Radio New Zealand visited Palmerston North’s Awapuni Resource Recovery Park for a peek behind the scenes and to see if people are abiding by the new rules.
The new rules include requiring people to remove lids from bottles - the bottles are recycled, the lids are not - and not collecting some types or numbers of plastic.
Palmerston North City Council waste minimisation officer Melissa Doyle says some people have not yet adapted to the changes.
“We are seeing a bit [items no longer collected] come through still. It takes a while for the public to catch on to the fact that we can’t accept them any more.”
Those items are now taken to the dump, although Doyle says Palmerston North is looking at options to recycle lids.
All is not lost if bottles arrive at the centre with their lids still on.
Recycle facility team leader Tony Hanna says such bottles are still recycled.
“When the milk bottle goes up to the star sorter, that’s enough to generally shake the lid up. It falls down and goes through the fines sorter, gets put into a bin and ends up getting dumped.”
About 20 tonnes of material a day comes into the recovery centre, which houses conveyer belts and about a dozen workers sorting through the things people chuck in their bins, in a mostly manual process.
What Hanna describes as a “bloody huge” industrial warehouse, where it all happens, is a couple of storeys high and is shared with a paper recycling company.
Out the back, a forklift driver pushes everything towards the conveyer belts, removing some of the obvious rubbish.
About 17 to 20 per cent of what comes in cannot be recycled.
“A lot of it is an education thing. Some of it, unfortunately, people just think if they put it in the bin some pixies come along and make it magically disappear,” Hanna says.
Palmerston North introduced some of the now-standardised national rules some time ago, so the likes of not having some plastics collected at the kerb is not new to the city.
But plenty of rubbish still makes it to the recovery centre, and what the machines cannot pick out is removed by workers beavering away.
Some stand at the conveyer belt and have responsibility for one type of recyclable item - such as tin cans or plastics bottles - and separate this as it goes past.

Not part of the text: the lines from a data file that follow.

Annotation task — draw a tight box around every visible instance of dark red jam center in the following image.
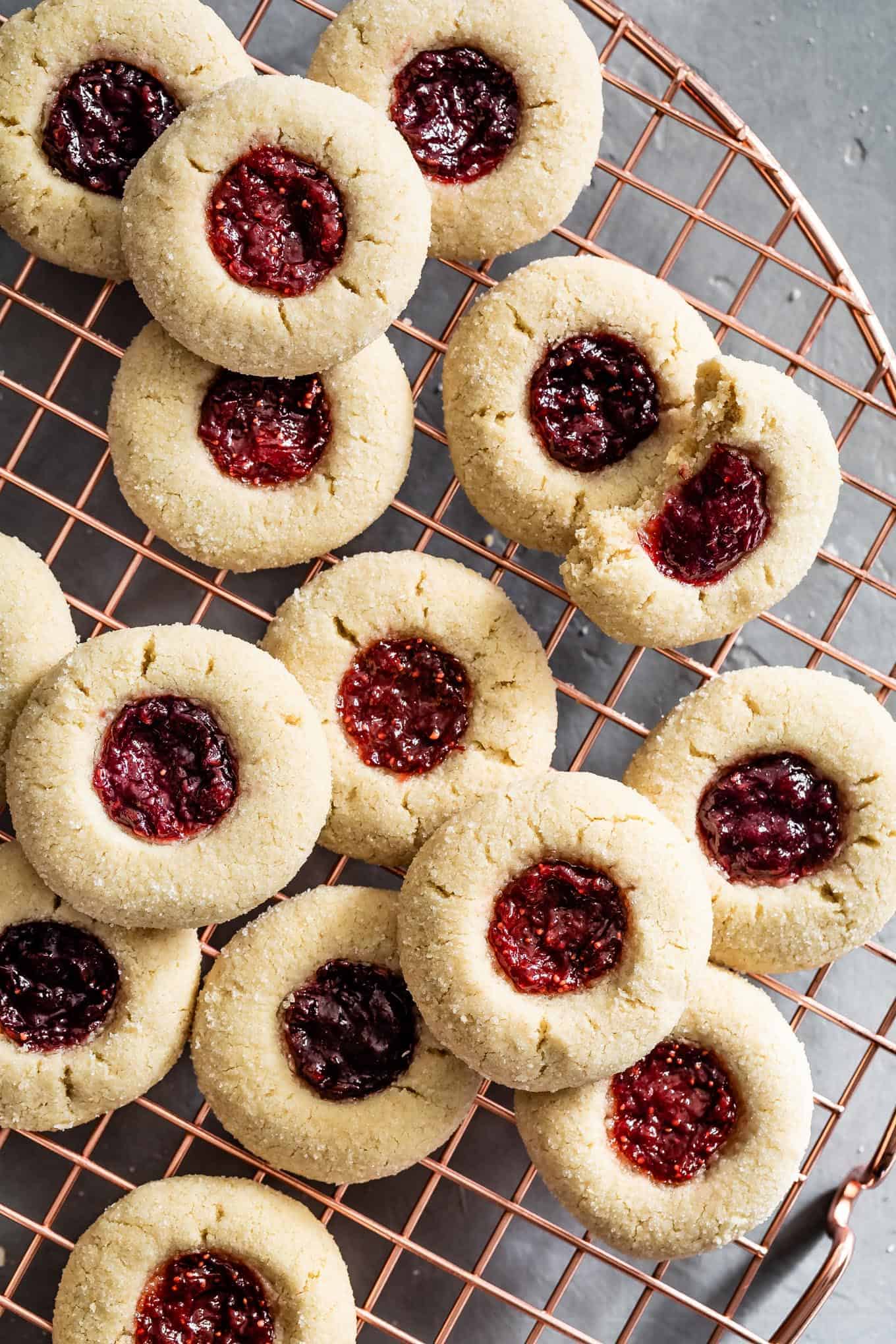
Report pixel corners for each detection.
[199,370,332,485]
[610,1040,737,1185]
[0,919,118,1051]
[389,47,520,182]
[134,1251,275,1344]
[489,859,629,995]
[43,61,180,196]
[283,960,418,1101]
[697,751,843,887]
[529,332,659,472]
[208,145,345,298]
[93,695,238,840]
[641,443,771,584]
[336,637,472,774]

Hanna says the recycling changes would eventually bed in for people.
“It takes time to change habits and the reality is when you look at plastic it’s plastic. You don’t really think about what type of plastic it is, so that’s an education thing.
“It will happen over time.”
Doyle says there are plans to audit bins more closely from next year.
For now, she has a few tips for recyclers.
“Yes please, if you could give it a rinse. You don’t have to scrub it with a brush and soap, but if you could rinse off the food that would be great.”